Ural Music Magazine

«Очень трудно сесть так, чтобы смычком не задеть соседа»

«Очень трудно сесть так, чтобы смычком не задеть соседа»

Дирижер Дмитрий Лисс – о том, почему рассадка музыкантов в оркестре так важна

От того, как сидят музыканты в оркестре, действительно зависит многое. В февральском номере журнала «Вокруг света» были представлены два способа рассадки исполнителей: немецкий и американский. 

По традиционной схеме, появившейся во времена Бетховена, предполагалось, что инструменты с более «прозрачными» и высокими тембрами должны находиться впереди, а низкие – сзади. Нарушить эту схему осмелился американский дирижер Леопольд Стоковский в 40-е годы прошлого века. (ФОТО)

Как оказалось, существуют и другие схемы рассадки музыкантов в оркестре. О них специально для UMM рассказал художественный руководитель и главный дирижер Уральского академического филармонического оркестра, народный артист России, лауреат Государственной премии России Дмитрий Лисс:

«Должен сказать, что существуют и другие варианты рассадки оркестра, кроме упомянутых в статье. Например в БСО Большом симфоническом оркестре имени Чайковского контрабасы находятся позади оркестра и стоят лицом к публике. Есть оркестры, и их довольно много, в которых справа от дирижера сидят альты, а не виолончели или вторые скрипки…

Думаю, в большинстве оркестров России, в том числе и в нашем, принят американский вариант, хотя, например, в РНО (Российском национальном оркестре) и ЗКР (Заслуженный коллектив России Академический симфонический оркестр Санкт-Петербургской филармонии) –  немецкий. Иногда, кстати, и наш оркестр садится «по-немецки» – в зависимости от пожеланий дирижера и исполняемых произведений.

У обоих основных вариантов есть свои достоинства и свои недостатки. Так, в немецком варианте в более выгодной акустической позиции оказывается группа вторых скрипок, но при этом им намного труднее играть в ансамбле с группой первых скрипок. А в нашем зале (Большой концертный зал Свердловской филармонии) эти трудности значительно усиливаются из-за особенностей акустики. Кроме того, внутри каждой рассадки тоже существуют разные варианты – например, в разных местах может находится группа валторн, ударных, арфы и так далее. Это зависит во многом от акустики конкретного концертного зала. Бывало, на гастролях нам приходилось изменять привычную схему, чтобы добиться большей сбалансированности звучания.

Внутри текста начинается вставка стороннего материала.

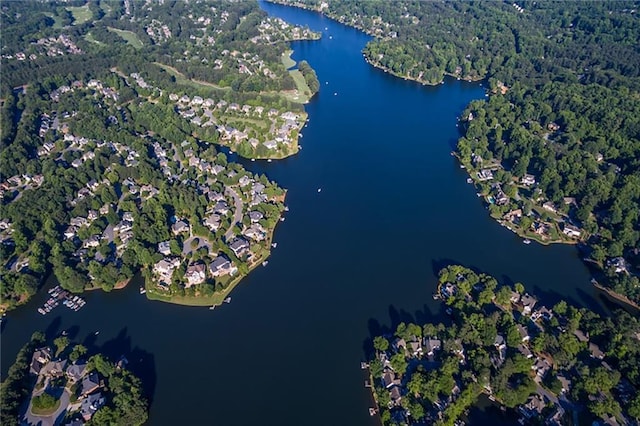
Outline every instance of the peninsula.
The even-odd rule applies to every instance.
[[[458,424],[482,396],[521,424],[640,418],[637,318],[564,301],[549,308],[520,283],[458,265],[439,272],[434,296],[447,305],[446,324],[400,323],[373,339],[371,412],[383,424]]]
[[[400,78],[484,80],[455,155],[491,216],[527,243],[576,244],[608,292],[640,302],[634,3],[275,2],[374,36],[365,59]]]
[[[0,311],[50,273],[79,293],[141,271],[151,299],[219,304],[275,247],[286,192],[215,145],[298,152],[319,84],[284,59],[320,34],[249,3],[7,8]]]

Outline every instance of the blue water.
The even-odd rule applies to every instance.
[[[154,425],[369,425],[359,369],[367,340],[400,320],[439,315],[431,294],[442,265],[522,281],[548,303],[597,303],[575,249],[523,244],[489,218],[450,156],[456,117],[484,97],[480,83],[423,87],[391,77],[363,60],[363,33],[313,12],[262,7],[323,33],[293,43],[294,59],[307,60],[321,83],[302,151],[238,160],[289,191],[268,266],[213,312],[147,301],[135,284],[90,293],[77,313],[42,317],[44,295],[36,297],[2,331],[3,375],[33,331],[70,329],[127,355],[152,395]]]

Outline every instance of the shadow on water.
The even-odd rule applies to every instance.
[[[434,313],[427,305],[423,305],[421,309],[415,313],[407,312],[403,309],[398,310],[395,306],[389,305],[389,324],[381,324],[377,318],[369,318],[367,321],[367,328],[369,336],[362,342],[362,351],[365,359],[371,359],[375,350],[373,348],[373,339],[376,336],[390,336],[393,335],[400,323],[413,323],[420,327],[428,322],[441,322],[444,317],[439,313]]]

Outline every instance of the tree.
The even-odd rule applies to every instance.
[[[524,285],[522,283],[515,283],[514,288],[520,294],[524,294]]]
[[[389,349],[389,341],[382,336],[373,338],[373,347],[379,352],[386,352]]]
[[[56,337],[53,341],[56,346],[56,357],[60,355],[69,346],[69,338],[67,336]]]

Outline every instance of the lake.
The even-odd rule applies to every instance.
[[[33,331],[66,329],[128,357],[152,395],[154,425],[371,425],[364,348],[399,321],[441,314],[431,298],[441,266],[521,281],[548,304],[597,306],[575,248],[523,244],[489,217],[450,155],[457,116],[484,97],[480,83],[391,77],[365,63],[369,36],[317,13],[262,7],[323,34],[292,43],[321,83],[302,151],[236,159],[289,191],[269,264],[215,311],[147,301],[134,282],[43,317],[40,294],[8,316],[3,376]]]

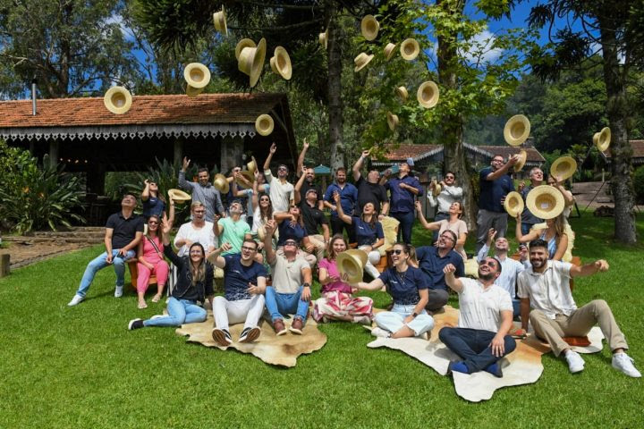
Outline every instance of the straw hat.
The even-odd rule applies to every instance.
[[[373,40],[377,37],[378,29],[380,29],[380,24],[376,21],[373,15],[367,15],[362,18],[360,22],[360,30],[362,36],[369,41]]]
[[[279,74],[286,80],[291,79],[292,75],[292,67],[291,65],[291,57],[282,46],[277,46],[270,59],[271,70],[274,73]]]
[[[387,125],[389,125],[389,130],[392,131],[395,130],[395,127],[398,126],[398,115],[387,112]]]
[[[528,152],[521,149],[519,152],[519,161],[517,162],[517,164],[514,164],[514,171],[521,172],[521,168],[523,168],[523,165],[525,165],[525,163],[527,160],[528,160]]]
[[[353,72],[360,72],[362,70],[367,64],[369,63],[369,62],[373,60],[373,55],[365,54],[364,52],[360,52],[358,56],[356,56],[353,59],[353,63],[355,63],[356,66],[353,69]]]
[[[199,63],[191,63],[183,69],[183,79],[192,88],[204,88],[210,81],[210,71]]]
[[[395,54],[395,46],[397,46],[395,43],[387,43],[386,46],[385,46],[384,52],[385,52],[385,59],[389,61],[392,59],[392,56]]]
[[[535,216],[553,219],[562,214],[565,202],[559,189],[553,186],[541,185],[528,192],[526,206]]]
[[[273,132],[275,122],[270,114],[260,114],[258,116],[258,119],[255,120],[255,130],[262,136],[267,136]]]
[[[523,197],[515,191],[508,193],[504,201],[504,207],[510,216],[516,217],[520,213],[523,212]]]
[[[190,201],[192,199],[192,197],[191,197],[189,194],[183,192],[181,189],[168,189],[168,197],[170,197],[170,199],[176,202],[177,204],[183,204],[186,201]]]
[[[239,55],[242,54],[242,50],[244,47],[257,47],[257,45],[255,45],[255,42],[250,40],[250,38],[242,38],[239,42],[237,42],[237,46],[235,46],[235,58],[239,60]]]
[[[352,248],[338,254],[336,257],[340,277],[346,273],[349,283],[362,282],[362,273],[367,265],[367,252],[358,248]]]
[[[401,56],[407,61],[413,61],[420,54],[420,46],[415,38],[407,38],[401,43]]]
[[[416,98],[423,107],[434,107],[438,103],[438,86],[431,80],[423,82],[416,92]]]
[[[508,119],[504,128],[504,139],[510,146],[519,146],[530,136],[530,121],[522,114]]]
[[[216,189],[222,194],[227,194],[230,190],[230,184],[228,183],[228,179],[226,179],[226,177],[221,172],[217,172],[216,174],[215,174],[215,179],[213,179],[213,186],[216,188]]]
[[[103,103],[113,114],[123,114],[131,107],[131,94],[123,87],[112,87],[103,97]]]
[[[564,181],[577,171],[577,161],[572,156],[562,156],[550,165],[550,175],[559,181]]]
[[[396,87],[395,88],[396,96],[401,99],[402,103],[407,101],[407,97],[409,97],[409,93],[407,92],[407,88],[404,87]]]
[[[215,23],[215,29],[228,36],[228,27],[225,23],[225,10],[223,5],[221,12],[213,13],[213,22]]]

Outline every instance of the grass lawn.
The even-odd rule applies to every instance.
[[[644,245],[614,244],[612,222],[590,214],[572,219],[574,254],[611,264],[608,273],[577,280],[574,296],[578,304],[598,298],[610,304],[644,371]],[[641,240],[642,215],[638,230]],[[424,232],[416,230],[416,244],[428,242]],[[349,324],[322,326],[326,345],[290,369],[187,344],[172,328],[128,332],[130,319],[160,313],[163,304],[138,310],[132,290],[115,299],[110,269],[97,274],[85,302],[66,307],[99,251],[75,252],[0,279],[0,428],[644,425],[642,381],[614,370],[606,347],[587,355],[586,369],[576,375],[546,355],[535,384],[504,388],[473,404],[456,396],[450,377],[402,352],[368,349],[371,337]],[[377,307],[389,302],[384,293],[372,296]]]

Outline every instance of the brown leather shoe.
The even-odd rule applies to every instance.
[[[273,322],[273,328],[275,330],[275,335],[278,337],[286,333],[286,327],[284,325],[282,319],[275,319]]]

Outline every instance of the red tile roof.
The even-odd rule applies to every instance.
[[[284,98],[259,93],[133,96],[123,114],[109,112],[102,97],[40,99],[35,116],[31,100],[3,101],[0,128],[254,122]]]

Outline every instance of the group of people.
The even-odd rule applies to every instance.
[[[347,172],[341,168],[323,193],[315,183],[313,169],[303,165],[308,148],[305,141],[295,185],[289,181],[287,165],[279,164],[277,174],[273,174],[275,144],[263,172],[250,174],[249,172],[234,167],[226,179],[227,210],[221,192],[210,183],[208,169],[198,171],[197,181],[185,179],[190,160],[184,158],[179,185],[191,193],[191,220],[180,226],[174,243],[170,233],[175,203],[172,198],[166,202],[157,184],[146,181],[140,195],[143,216],[134,214],[137,197],[124,195],[121,211],[112,214],[106,225],[106,252],[88,265],[69,306],[85,299],[95,273],[109,265],[116,273],[114,296],[121,297],[125,263],[137,257],[139,307],[147,307],[145,291],[151,275],[158,288],[152,300],[161,299],[167,283],[170,297],[167,315],[135,318],[128,328],[203,322],[208,300],[215,319],[213,340],[225,347],[235,341],[230,332],[234,324],[243,324],[236,341],[256,341],[263,315],[276,335],[289,332],[301,335],[311,310],[318,323],[375,322],[372,333],[377,336],[423,336],[434,327],[433,316],[443,311],[451,290],[459,299],[458,326],[443,328],[439,337],[461,358],[450,365],[452,371],[487,371],[502,376],[499,359],[516,347],[510,335],[516,319],[524,330],[530,322],[556,356],[565,357],[571,372],[583,369],[583,360],[562,338],[586,335],[598,323],[614,352],[613,366],[628,375],[640,376],[625,353],[624,337],[606,303],[595,300],[577,308],[572,299],[572,277],[606,271],[608,265],[599,260],[575,266],[562,261],[570,235],[564,219],[543,223],[530,214],[519,214],[517,239],[530,247],[520,248],[521,261],[508,257],[503,199],[513,189],[508,172],[515,157],[505,161],[495,156],[491,166],[480,172],[478,279],[471,279],[465,277],[464,271],[468,231],[461,219],[462,189],[456,186],[453,172],[428,189],[429,203],[436,207],[434,222],[428,223],[417,200],[423,189],[411,173],[411,159],[401,163],[395,175],[386,172],[381,177],[371,170],[365,178],[361,171],[369,153],[363,151],[352,168],[355,184],[347,182]],[[533,169],[530,186],[521,184],[521,190],[542,180],[543,172]],[[553,185],[567,192],[556,180]],[[566,195],[567,201],[570,197]],[[325,208],[331,212],[328,219]],[[414,248],[411,241],[416,214],[436,235],[431,245]],[[387,249],[391,263],[380,273],[376,265],[383,255],[382,222],[386,216],[399,223],[399,239]],[[494,255],[488,256],[493,243]],[[341,274],[338,256],[351,247],[367,254],[364,270],[370,282],[350,282],[346,273]],[[224,278],[223,296],[214,293],[218,272]],[[320,298],[311,302],[316,272]],[[393,299],[391,307],[374,316],[371,299],[357,295],[362,290],[386,290]],[[287,315],[294,315],[288,327]]]

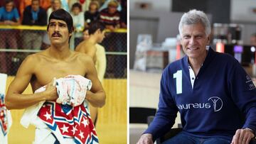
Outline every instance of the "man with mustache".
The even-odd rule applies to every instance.
[[[55,101],[58,95],[56,87],[53,84],[53,79],[70,74],[80,75],[91,80],[92,87],[90,91],[87,92],[85,100],[95,107],[105,105],[105,93],[97,78],[93,60],[87,55],[71,51],[69,48],[69,40],[73,30],[72,17],[69,13],[58,9],[50,14],[47,32],[51,45],[47,50],[28,55],[23,61],[7,92],[5,101],[7,109],[21,109],[43,101]],[[47,87],[42,92],[22,94],[28,84],[31,84],[33,92],[43,86]],[[50,119],[50,117],[48,118]],[[66,131],[71,129],[65,127],[65,125],[62,128],[64,134]],[[75,128],[74,133],[76,131]],[[38,134],[41,132],[40,131],[48,131],[47,128],[42,129],[36,129],[35,143],[41,143],[38,139],[43,135]],[[47,136],[42,143],[58,142],[54,134]],[[82,135],[80,136],[83,138]],[[49,139],[52,142],[47,141]],[[65,140],[69,143],[75,143],[73,137]]]
[[[181,113],[183,131],[163,143],[248,144],[255,136],[256,87],[233,57],[210,46],[205,13],[185,13],[178,31],[186,56],[166,67],[159,109],[137,144],[153,143]]]

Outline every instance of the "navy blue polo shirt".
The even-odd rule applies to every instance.
[[[163,72],[159,109],[144,133],[153,139],[168,132],[181,113],[183,131],[201,138],[231,140],[235,131],[256,130],[256,88],[231,55],[210,48],[191,85],[188,57]]]

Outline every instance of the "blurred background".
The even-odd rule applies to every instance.
[[[3,100],[0,102],[0,130],[4,131],[7,121],[6,110],[1,108],[4,104],[5,92],[24,58],[49,47],[48,18],[52,11],[60,8],[73,18],[75,33],[70,43],[72,50],[84,40],[83,30],[91,22],[100,21],[107,27],[105,38],[100,43],[105,48],[107,60],[102,82],[107,99],[105,106],[99,109],[96,131],[100,143],[127,143],[127,0],[0,1],[0,73],[8,75],[6,79],[0,80],[0,88],[4,89],[0,92],[0,100]],[[30,16],[31,9],[41,14],[36,18]],[[5,16],[6,11],[12,13],[11,16]],[[23,94],[31,93],[29,85]],[[35,127],[30,126],[26,129],[19,123],[23,111],[11,111],[13,122],[8,132],[10,144],[33,141]]]
[[[184,12],[203,11],[211,23],[210,45],[234,56],[255,80],[256,1],[253,0],[129,1],[129,143],[157,109],[161,72],[183,56],[178,23]],[[150,120],[150,118],[149,118]],[[179,116],[174,127],[181,123]]]

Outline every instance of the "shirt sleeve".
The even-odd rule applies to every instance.
[[[178,109],[168,86],[171,74],[169,74],[166,70],[161,79],[159,109],[149,127],[144,133],[152,134],[153,140],[167,133],[174,124],[177,116]]]
[[[242,128],[256,131],[256,87],[240,65],[237,62],[231,70],[229,81],[231,97],[236,106],[245,116]]]

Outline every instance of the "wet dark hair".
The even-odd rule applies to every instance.
[[[15,4],[14,4],[14,0],[6,0],[6,1],[4,1],[4,6],[6,6],[6,4],[9,4],[9,3],[14,3],[14,8],[15,7]],[[14,9],[14,8],[13,8],[13,9]]]
[[[105,24],[100,21],[97,21],[90,23],[88,31],[89,35],[95,33],[98,29],[102,32],[105,29]]]
[[[48,25],[47,26],[47,31],[49,28],[50,19],[57,19],[65,21],[67,23],[68,32],[72,33],[74,31],[73,21],[71,15],[63,9],[58,9],[52,12],[49,17]]]
[[[82,11],[82,6],[79,3],[75,3],[73,5],[72,5],[71,11],[73,11],[75,7],[78,7],[80,11]]]

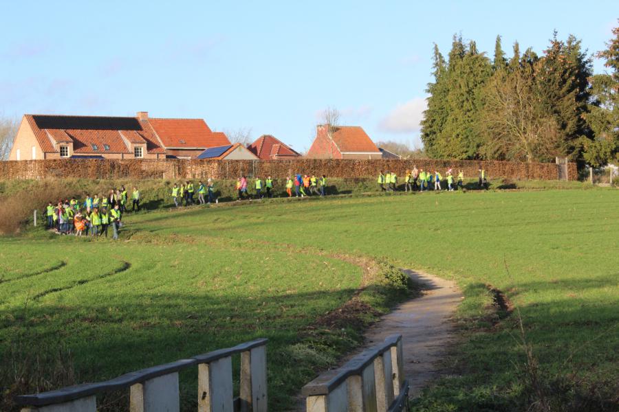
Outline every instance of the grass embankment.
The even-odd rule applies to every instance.
[[[266,202],[173,218],[143,215],[131,230],[275,240],[386,256],[455,278],[466,299],[453,374],[428,389],[416,411],[523,411],[539,402],[554,411],[612,411],[619,393],[618,200],[614,190],[600,190]],[[497,307],[492,289],[519,309],[534,359],[523,350],[518,317]]]
[[[350,338],[358,336],[352,331],[334,338],[329,332],[328,339],[322,333],[308,337],[312,319],[341,305],[360,284],[358,268],[329,255],[384,256],[403,267],[455,278],[466,298],[457,317],[463,339],[449,359],[453,374],[429,389],[415,410],[522,411],[541,399],[553,410],[610,411],[619,389],[617,200],[614,190],[598,190],[265,201],[129,216],[122,237],[129,241],[115,244],[35,232],[32,238],[1,241],[2,262],[16,275],[74,256],[75,266],[67,262],[56,274],[64,279],[58,273],[73,267],[63,281],[70,286],[91,275],[85,269],[99,253],[107,258],[101,273],[123,262],[131,266],[37,299],[26,296],[39,289],[22,291],[3,308],[0,333],[25,334],[41,345],[60,341],[72,349],[75,369],[87,380],[96,371],[102,372],[98,378],[109,377],[267,336],[272,338],[270,393],[279,409],[311,378],[303,365],[320,364],[325,353],[332,360],[358,341]],[[47,254],[44,264],[25,260],[39,251]],[[327,270],[337,265],[342,266]],[[196,271],[202,274],[196,277]],[[196,285],[203,280],[200,289]],[[24,282],[24,290],[38,283],[14,282]],[[0,284],[0,293],[3,287],[12,288]],[[298,296],[288,297],[289,289]],[[525,367],[518,317],[497,307],[492,289],[520,310],[537,369]],[[384,309],[384,295],[375,292],[366,299]],[[250,299],[254,295],[259,297]],[[268,316],[257,312],[262,302]],[[211,304],[220,308],[213,314]],[[245,304],[247,311],[237,310]],[[219,323],[226,313],[231,323]],[[293,316],[298,314],[307,317]],[[102,319],[94,322],[92,317]],[[249,330],[254,322],[257,329]],[[238,327],[229,330],[228,324]],[[107,328],[113,334],[99,333]],[[310,343],[297,346],[298,339]],[[10,340],[2,339],[3,347],[10,347]],[[114,352],[108,352],[108,345]],[[100,371],[107,363],[112,368]]]
[[[244,240],[135,237],[90,241],[39,231],[0,238],[0,409],[14,408],[13,394],[267,337],[270,403],[282,410],[406,295],[384,278],[388,265],[367,259]],[[344,313],[330,313],[343,305]],[[183,410],[195,409],[196,379],[197,369],[181,375]],[[127,393],[120,397],[102,403],[127,409]]]

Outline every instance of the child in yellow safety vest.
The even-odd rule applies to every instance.
[[[288,197],[292,197],[292,179],[290,176],[286,178],[286,193]]]

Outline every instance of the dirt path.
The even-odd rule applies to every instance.
[[[389,335],[402,334],[404,374],[411,382],[411,397],[415,398],[429,380],[441,375],[436,363],[454,341],[454,328],[448,319],[463,297],[453,282],[404,271],[422,285],[423,296],[402,304],[371,326],[365,332],[363,349]]]

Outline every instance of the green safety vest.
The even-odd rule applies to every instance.
[[[116,210],[116,209],[111,209],[111,218],[110,220],[111,222],[116,222],[116,220],[120,220],[120,209]]]
[[[90,214],[90,222],[93,226],[99,226],[101,225],[101,216],[98,213]]]

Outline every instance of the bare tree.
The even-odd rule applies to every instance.
[[[243,146],[247,147],[253,140],[252,139],[252,128],[250,127],[239,127],[236,129],[224,129],[221,130],[226,136],[230,143],[240,143]]]
[[[520,71],[497,76],[488,84],[481,122],[483,151],[488,159],[531,162],[552,159],[560,144],[556,121],[539,106],[530,76]]]
[[[14,118],[0,117],[0,160],[8,159],[18,126]]]
[[[321,116],[323,124],[327,126],[327,136],[329,137],[331,143],[329,145],[331,150],[329,157],[331,159],[333,159],[333,134],[340,124],[340,112],[338,109],[331,106],[325,108]]]

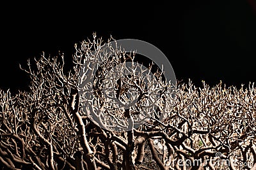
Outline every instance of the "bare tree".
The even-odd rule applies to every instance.
[[[43,53],[22,69],[29,91],[0,91],[1,168],[256,169],[254,84],[173,89],[153,64],[106,44],[76,45],[68,72],[63,54]]]

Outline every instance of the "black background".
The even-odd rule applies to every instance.
[[[207,1],[207,2],[205,2]],[[133,38],[159,48],[178,80],[211,85],[256,81],[255,0],[170,1],[119,4],[20,4],[1,7],[0,88],[26,90],[26,60],[65,53],[93,32],[106,39]]]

Вообще, должен сказать, что в нашем зале  очень трудно найти идеальную схему рассадки оркестра. Во-первых, размеры сцены очень невелики, и при исполнении произведений, в которых задействован полный состав оркестра (а бывает, что и с дополнительными музыкантами, и с хором), часть артистов оказывается буквально за пределами зеркала сцены. При исполнении кантатно-ораториальных произведений практически никогда не бывает задействована вся группа струнных инструментов – ее приходится сокращать, иначе для хора просто не останется места. Естественно, ничего хорошего в таком сокращении нет. А если в оркестре участвует орган, начинает страдать группа медных духовых, да и ударным приходится потесниться.

Вообще, при большом составе оркестра музыкантам на сцене крайне некомфортно во всех смыслах. Очень трудно сесть так, чтобы смычком не задеть соседа. Я недавно на репетиции (хорошо, что не на концерте!) обрушил палочкой ноты с первого пульта альтов. Постоянно под удар палочки попадают микрофонные стойки (представляю, что при этом испытывают слушатели трансляций). Духовики не могут поднять инструменты, чего требует, например, постоянно в своих симфониях Густав Малер – мешают близко стоящие пульты. Слышат музыканты друг друга неважно, а до медных духовых звук струнных доходит со значительным опозданием. И добиться ансамбля на нашей сцене намного труднее, чем на сценах многих замечательных концертных залов, в которых нам доводилось выступать. И этого никакими вариантами рассадки, увы, не исправить, ресурсов для улучшения акустики уже нет. Будем верить, надеяться и бороться за новый концертный зал!»